Bevacizumab and anexelekto inhibitor, TP-0903 inhibits TGF-β1-induced epithelial-mesenchymal transition of colon cancer cells

The incidence of colorectal cancer (CRC) is reported to be increasing nowadays, with a large proportion of newly diagnosed CRC patients being affected by metastasis. Epithelial-mesenchymal transition (EMT) is an important event in the development of metastasis of CRC. In this study, we investigated whether the anticancer drug bevacizumab and anexelekto inhibitor, TP-0903, regulate EMT of colon cancer cells induced by transforming growth factor-beta 1 (TGF-beta 1). Using quantitative real-time PCR and western blot analysis, we found that bevacizumab and TP-0903 decreased the expression levels of fibronectin, alpha-smooth muscle actin, and vimentin, whereas they restored E-cadherin expression in TGF-beta 1-exposed SW480 and HCT116 cells.
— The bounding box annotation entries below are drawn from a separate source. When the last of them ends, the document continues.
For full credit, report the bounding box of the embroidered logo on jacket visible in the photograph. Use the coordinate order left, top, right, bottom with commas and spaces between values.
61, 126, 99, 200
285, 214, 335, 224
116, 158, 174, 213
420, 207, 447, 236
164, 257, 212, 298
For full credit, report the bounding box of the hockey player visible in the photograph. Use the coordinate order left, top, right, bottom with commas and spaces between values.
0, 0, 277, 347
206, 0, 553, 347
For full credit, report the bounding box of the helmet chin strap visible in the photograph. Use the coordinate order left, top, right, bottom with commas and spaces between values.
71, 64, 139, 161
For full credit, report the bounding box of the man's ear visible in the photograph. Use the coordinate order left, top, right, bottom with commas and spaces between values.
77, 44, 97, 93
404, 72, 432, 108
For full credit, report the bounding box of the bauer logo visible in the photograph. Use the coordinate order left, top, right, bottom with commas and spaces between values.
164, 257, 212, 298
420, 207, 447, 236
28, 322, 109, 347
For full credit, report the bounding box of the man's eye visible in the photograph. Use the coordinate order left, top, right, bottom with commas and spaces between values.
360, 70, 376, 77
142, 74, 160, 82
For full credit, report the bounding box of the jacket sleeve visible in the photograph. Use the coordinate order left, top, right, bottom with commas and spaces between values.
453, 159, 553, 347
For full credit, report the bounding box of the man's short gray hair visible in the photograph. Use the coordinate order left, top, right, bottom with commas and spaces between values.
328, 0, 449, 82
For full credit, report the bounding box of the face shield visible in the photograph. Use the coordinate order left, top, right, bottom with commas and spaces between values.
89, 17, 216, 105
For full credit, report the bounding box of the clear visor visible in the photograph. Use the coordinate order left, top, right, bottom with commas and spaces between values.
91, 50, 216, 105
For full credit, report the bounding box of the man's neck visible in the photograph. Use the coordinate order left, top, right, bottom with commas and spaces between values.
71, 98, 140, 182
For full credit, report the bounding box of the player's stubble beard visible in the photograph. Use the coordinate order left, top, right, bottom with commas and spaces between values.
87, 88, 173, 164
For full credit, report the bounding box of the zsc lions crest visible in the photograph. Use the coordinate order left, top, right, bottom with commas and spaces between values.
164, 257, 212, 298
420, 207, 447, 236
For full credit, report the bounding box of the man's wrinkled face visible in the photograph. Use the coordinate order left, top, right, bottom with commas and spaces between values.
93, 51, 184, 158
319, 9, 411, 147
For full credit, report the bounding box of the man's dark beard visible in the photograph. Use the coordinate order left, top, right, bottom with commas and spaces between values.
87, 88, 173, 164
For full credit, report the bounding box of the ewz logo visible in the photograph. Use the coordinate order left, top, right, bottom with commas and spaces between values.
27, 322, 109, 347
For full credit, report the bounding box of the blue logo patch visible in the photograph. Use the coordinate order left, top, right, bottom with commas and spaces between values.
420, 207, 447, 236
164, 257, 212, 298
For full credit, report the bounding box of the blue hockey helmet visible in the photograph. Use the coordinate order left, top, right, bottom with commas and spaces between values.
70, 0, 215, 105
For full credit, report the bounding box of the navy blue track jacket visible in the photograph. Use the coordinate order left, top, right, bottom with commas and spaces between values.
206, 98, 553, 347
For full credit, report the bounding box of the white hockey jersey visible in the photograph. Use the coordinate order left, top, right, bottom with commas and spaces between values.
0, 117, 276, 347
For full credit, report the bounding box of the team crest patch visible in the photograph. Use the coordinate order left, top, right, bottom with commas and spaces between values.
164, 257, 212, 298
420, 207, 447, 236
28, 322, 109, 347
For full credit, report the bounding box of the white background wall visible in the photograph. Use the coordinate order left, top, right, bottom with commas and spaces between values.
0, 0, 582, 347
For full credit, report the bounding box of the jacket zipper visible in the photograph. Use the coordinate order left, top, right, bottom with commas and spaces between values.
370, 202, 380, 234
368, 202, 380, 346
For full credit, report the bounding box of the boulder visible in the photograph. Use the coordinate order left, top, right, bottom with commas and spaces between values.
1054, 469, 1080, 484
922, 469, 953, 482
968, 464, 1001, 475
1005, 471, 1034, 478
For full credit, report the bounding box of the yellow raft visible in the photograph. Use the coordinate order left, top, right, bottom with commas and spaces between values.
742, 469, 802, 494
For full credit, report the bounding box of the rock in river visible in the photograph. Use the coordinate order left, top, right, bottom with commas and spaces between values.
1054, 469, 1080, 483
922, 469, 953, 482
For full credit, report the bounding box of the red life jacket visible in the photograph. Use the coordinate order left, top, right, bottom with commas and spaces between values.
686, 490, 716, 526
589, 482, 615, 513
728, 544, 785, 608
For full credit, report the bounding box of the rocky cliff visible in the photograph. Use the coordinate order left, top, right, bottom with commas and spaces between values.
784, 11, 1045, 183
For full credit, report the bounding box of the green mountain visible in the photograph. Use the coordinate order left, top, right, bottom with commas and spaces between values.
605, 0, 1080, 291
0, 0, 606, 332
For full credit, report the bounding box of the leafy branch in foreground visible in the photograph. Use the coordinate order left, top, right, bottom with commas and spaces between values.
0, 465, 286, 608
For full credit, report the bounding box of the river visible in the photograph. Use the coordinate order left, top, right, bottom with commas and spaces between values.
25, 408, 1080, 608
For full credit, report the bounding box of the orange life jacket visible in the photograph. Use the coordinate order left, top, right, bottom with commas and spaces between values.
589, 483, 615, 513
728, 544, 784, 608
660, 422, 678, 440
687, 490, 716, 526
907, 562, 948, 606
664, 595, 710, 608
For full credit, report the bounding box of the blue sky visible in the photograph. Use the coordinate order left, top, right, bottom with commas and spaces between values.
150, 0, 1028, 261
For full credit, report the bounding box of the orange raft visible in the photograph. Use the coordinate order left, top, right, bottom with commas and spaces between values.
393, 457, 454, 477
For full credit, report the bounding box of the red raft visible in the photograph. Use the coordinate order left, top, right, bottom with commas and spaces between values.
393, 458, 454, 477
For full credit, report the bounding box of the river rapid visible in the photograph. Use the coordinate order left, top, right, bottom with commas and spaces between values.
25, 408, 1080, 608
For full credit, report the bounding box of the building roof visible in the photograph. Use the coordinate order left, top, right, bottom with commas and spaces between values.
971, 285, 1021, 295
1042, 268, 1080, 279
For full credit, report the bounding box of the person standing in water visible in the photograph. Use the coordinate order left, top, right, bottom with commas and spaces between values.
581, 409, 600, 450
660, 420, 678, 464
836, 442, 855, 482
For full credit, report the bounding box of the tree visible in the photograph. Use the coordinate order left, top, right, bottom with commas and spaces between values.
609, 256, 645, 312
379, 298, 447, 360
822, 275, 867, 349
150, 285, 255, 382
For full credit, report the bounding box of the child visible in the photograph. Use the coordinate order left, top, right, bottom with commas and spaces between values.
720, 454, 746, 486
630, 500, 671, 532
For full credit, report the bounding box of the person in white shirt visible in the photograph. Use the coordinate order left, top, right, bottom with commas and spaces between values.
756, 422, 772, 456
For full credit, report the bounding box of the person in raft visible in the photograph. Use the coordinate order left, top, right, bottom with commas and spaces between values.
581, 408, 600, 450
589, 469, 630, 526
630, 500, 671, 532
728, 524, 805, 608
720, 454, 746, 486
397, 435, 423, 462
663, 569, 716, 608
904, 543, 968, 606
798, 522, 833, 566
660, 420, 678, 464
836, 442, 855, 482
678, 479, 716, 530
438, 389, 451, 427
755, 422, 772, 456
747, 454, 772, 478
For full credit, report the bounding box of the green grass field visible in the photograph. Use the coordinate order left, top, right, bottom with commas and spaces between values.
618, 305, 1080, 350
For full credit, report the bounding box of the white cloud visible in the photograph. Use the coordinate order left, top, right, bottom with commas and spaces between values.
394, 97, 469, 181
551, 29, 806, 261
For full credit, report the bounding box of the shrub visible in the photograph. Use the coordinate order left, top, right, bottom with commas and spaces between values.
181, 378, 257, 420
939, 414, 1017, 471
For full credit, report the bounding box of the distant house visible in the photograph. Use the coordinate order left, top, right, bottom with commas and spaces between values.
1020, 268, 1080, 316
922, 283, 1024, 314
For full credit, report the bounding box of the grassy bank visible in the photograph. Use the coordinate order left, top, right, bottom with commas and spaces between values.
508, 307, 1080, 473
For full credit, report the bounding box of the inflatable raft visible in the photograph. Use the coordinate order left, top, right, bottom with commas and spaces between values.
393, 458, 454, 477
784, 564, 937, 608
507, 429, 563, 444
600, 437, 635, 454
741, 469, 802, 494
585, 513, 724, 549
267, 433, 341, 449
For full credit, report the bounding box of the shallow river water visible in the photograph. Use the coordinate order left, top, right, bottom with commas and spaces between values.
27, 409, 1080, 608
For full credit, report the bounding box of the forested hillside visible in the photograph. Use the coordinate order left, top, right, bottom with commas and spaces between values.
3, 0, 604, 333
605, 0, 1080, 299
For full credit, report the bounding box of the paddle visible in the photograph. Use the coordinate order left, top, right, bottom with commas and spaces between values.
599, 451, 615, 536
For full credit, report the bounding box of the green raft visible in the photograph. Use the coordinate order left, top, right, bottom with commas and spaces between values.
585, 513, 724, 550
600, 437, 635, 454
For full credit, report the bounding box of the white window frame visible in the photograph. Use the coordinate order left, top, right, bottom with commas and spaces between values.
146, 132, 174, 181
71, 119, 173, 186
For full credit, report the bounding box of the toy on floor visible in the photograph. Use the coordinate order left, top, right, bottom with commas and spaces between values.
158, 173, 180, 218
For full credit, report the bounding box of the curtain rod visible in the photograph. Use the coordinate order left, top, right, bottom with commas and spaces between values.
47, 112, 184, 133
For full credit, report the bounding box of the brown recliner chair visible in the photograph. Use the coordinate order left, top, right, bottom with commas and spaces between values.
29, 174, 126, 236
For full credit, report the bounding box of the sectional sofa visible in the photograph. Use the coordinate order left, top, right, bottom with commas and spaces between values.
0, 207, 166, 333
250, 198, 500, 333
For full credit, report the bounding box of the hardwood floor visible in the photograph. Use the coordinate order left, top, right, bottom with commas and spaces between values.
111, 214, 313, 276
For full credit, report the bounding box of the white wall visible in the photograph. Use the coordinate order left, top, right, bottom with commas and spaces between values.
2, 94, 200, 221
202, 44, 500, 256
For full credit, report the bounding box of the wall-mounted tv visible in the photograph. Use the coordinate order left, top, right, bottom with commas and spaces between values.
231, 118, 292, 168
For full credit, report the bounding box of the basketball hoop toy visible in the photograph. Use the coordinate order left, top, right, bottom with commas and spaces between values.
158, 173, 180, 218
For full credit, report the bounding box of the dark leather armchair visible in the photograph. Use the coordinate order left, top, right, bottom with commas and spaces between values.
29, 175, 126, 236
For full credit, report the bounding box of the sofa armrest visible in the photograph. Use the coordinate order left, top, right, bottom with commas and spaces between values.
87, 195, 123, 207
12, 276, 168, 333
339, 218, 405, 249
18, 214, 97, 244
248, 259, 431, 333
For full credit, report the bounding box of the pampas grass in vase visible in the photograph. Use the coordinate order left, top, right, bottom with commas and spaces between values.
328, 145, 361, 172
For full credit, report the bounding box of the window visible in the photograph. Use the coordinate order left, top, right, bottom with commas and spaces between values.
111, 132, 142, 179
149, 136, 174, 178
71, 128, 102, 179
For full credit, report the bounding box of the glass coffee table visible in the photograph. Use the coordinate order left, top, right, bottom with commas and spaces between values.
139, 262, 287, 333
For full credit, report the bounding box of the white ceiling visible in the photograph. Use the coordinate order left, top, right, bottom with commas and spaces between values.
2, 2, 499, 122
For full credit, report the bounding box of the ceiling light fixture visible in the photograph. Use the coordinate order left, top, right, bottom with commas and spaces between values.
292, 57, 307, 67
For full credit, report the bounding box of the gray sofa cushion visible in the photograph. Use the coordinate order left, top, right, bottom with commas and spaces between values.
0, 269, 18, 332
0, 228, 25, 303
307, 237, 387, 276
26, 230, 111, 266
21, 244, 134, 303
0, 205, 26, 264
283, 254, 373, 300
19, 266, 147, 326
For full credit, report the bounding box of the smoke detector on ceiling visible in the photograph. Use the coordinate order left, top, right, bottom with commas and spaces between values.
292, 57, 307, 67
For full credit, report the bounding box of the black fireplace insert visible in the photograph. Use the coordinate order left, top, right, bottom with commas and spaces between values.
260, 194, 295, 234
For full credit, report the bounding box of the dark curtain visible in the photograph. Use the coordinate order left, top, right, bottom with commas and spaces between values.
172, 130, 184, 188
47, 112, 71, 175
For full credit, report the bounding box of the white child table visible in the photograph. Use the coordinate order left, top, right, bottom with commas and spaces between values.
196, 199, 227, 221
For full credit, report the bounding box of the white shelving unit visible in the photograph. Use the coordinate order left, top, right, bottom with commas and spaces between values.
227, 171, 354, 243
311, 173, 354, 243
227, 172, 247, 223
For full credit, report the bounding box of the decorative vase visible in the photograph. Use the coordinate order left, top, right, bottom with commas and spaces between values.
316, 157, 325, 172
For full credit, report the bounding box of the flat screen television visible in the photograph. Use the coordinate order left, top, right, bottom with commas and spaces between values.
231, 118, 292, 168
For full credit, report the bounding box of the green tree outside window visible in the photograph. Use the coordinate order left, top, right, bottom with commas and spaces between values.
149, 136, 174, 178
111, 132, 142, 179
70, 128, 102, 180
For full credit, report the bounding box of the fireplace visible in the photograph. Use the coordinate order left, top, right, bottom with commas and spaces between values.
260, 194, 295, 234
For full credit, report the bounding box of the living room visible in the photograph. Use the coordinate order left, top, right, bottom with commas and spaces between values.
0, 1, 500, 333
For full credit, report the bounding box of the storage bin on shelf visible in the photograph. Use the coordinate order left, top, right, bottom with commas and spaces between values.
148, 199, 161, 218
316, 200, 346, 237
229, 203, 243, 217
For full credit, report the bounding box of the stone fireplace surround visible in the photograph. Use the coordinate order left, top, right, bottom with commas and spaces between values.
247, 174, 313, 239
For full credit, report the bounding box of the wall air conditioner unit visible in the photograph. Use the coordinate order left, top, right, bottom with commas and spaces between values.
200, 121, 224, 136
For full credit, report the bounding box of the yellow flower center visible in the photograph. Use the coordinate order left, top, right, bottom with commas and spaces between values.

In addition, we elucidated that bevacizumab and TP-0903 inhibited the migration and invasion of TGF-beta 1-exposed colon cancer cells using scratched wound healing, transwell migration, and Matrigel-coated invasion assays. Finally, we discovered that bevacizumab and TP-0903 inactivated the Smad 2/3 signaling pathway in TGF-beta 1-exposed SW480 and HCT116 cells. Therefore, we suggest that treatment of bevacizumab and TP-0903 inhibits TGF-beta 1-induced EMT of colon cancer cells through inactivation of the Smad 2/3 signaling pathway.